Thursday, January 18, 2007

Is He An Anti-Semite Yet?

I've refrained from posting anything about this story until now because I was skeptical of its veracity at first. The story has since whirled all day around the blogosphere, at least the part that won't ignore anti-Semitism from the left, and it looks like it's sadly true.

This morning, It Shines For All, the New York Sun newspaper's blog, reported that, in 1987, Jimmy Carter interceded on behalf of a Nazi SS guard whom the United States was about to deport. The deportee, Martin Bartesch, had admitted to the Justice Department that he had not only served in the SS Death Squad but had volunteered for duty. There was also documented corroboration that Bartesch murdered innocent Jews in the Mauthausen death camp.

After the deportation, Carter received a letter from Bartesch's family complaining about the inhumanity of the former Nazi having to leave his family and adopted country. Carter forwarded the letter to the Justice Department with his own handwritten note asking for "'special consideration for the family for humanitarian reasons." The letter, with the Sun's logo imprinted well after the fact, is here:

The family had approached various members of Congress and other dignitaries asking for assistance. All refrained from helping once they learned from the Justice Department the reasons for Bartesch's deportation. Calls to the Carter Center for an explanation or denial have gone unanswered.

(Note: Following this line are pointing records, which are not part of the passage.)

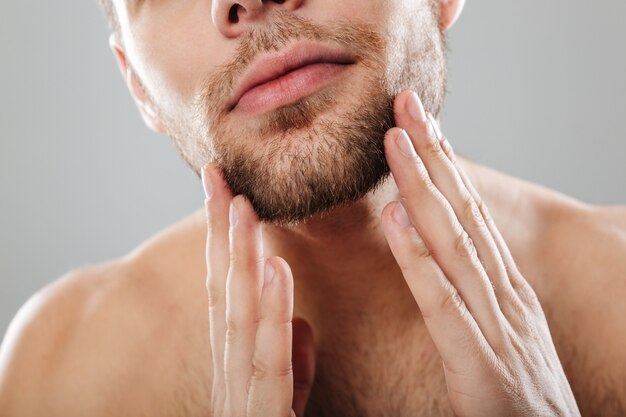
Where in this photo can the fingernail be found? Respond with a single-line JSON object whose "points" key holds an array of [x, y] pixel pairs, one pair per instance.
{"points": [[415, 108], [232, 214], [206, 182], [435, 126], [405, 145], [269, 272], [400, 215]]}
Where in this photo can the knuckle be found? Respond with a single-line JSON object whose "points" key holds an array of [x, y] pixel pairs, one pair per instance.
{"points": [[472, 214], [261, 370], [464, 246], [482, 208], [448, 302], [418, 249], [434, 148]]}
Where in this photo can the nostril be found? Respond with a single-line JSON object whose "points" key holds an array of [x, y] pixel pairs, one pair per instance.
{"points": [[233, 14]]}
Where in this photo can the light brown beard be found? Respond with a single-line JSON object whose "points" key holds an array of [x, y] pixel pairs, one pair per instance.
{"points": [[311, 156]]}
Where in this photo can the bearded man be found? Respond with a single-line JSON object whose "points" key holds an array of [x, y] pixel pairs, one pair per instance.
{"points": [[354, 265]]}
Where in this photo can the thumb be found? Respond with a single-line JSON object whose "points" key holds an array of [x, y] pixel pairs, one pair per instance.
{"points": [[303, 358]]}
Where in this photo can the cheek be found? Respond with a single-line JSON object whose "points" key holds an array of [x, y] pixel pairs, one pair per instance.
{"points": [[173, 49]]}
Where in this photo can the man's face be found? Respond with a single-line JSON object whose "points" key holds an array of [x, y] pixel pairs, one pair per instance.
{"points": [[310, 151]]}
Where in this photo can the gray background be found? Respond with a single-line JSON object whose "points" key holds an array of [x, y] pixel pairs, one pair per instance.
{"points": [[536, 90]]}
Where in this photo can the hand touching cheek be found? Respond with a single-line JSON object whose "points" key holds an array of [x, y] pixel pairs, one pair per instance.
{"points": [[483, 316]]}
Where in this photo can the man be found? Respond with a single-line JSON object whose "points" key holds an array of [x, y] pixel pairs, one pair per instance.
{"points": [[477, 294]]}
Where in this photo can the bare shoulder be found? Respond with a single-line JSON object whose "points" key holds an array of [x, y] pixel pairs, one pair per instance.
{"points": [[116, 338], [585, 247]]}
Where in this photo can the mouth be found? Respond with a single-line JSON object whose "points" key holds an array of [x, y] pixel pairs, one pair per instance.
{"points": [[296, 72]]}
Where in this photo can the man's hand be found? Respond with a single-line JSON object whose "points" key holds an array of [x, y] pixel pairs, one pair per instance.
{"points": [[484, 317], [250, 313]]}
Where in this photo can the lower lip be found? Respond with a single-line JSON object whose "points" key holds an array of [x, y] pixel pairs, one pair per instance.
{"points": [[288, 88]]}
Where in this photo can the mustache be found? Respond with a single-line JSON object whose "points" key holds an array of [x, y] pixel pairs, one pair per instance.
{"points": [[280, 29]]}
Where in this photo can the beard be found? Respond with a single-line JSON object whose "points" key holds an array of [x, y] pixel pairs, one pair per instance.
{"points": [[324, 150]]}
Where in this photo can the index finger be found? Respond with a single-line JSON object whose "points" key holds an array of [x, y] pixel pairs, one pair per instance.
{"points": [[217, 207]]}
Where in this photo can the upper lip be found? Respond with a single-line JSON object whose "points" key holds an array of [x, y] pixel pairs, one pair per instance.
{"points": [[270, 67]]}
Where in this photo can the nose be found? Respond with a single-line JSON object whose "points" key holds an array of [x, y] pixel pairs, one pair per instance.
{"points": [[233, 17]]}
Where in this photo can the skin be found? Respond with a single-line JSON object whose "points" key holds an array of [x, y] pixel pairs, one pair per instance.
{"points": [[375, 301]]}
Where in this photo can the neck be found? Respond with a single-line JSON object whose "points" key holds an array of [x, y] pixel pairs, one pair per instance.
{"points": [[344, 271]]}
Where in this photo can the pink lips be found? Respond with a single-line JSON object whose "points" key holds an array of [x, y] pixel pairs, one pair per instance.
{"points": [[298, 71]]}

The mainstream media isn't giving this story much coverage yet, and I'm not holding my breath that they will, but this is a story that should not go unnoticed. Carter has shown once and again his disdain for the Jewish people. This most recent revelation is nearly twenty years old yet it speaks volumes about the person that Jimmy Carter is. He advocated for the freedom of an admitted Nazi killer, someone who willingly and actively participated in the Holocaust, merely because it would affect the murderer's family. Some might excuse Carter's intercession for Bartesch as stemming from naivete and sympathy. It doesn't wash. The letter to Carter very clearly indicated that Bartesch was on the "Nazi Watch List." Only a total and conscious disregard for the atrocity that was the Holocaust can explain Carter's failure to preform some due diligence before giving Bartesch's family priority over justice.

2 comments:

Noahdaddy said...

Without defending Carter's action (they are indefensible), I can point out that a rather prominent Republican family made its money off of war profiteering during WWII. More specifically, the grandfather of our present President, and the father of a former Preisdent, assisted the Nazi party in various financial dealings.

The Zwicker said...

If your allegations have documentation, I would like to see them. Even if they do though, it's neither here nor there. Since when do we hold someone accountable for the actions, whether they are illegal or just immoral, of their ancestors? To put it another way, if a person in present time committed such a serious crime or moral offense, I would obviously not support him or her. On the other hand, I would not hold against that person the deeds of an ancestor. I support or oppose people on their own merits, not on those of others, especially those they cannot control.

For example, I dislike Ted Kennedy not because his father was an anti-Semitic bootlegger who allied with Senator McCarthy but for the current senior senator from Massachusetts' own politics. Of course, Mary Jo Kopchene's family has other reasons to dislike Ted Kennedy.

You may be thinking what Ted Kennedy has to do with all this. He doesn't but neither does Bush 41 or W.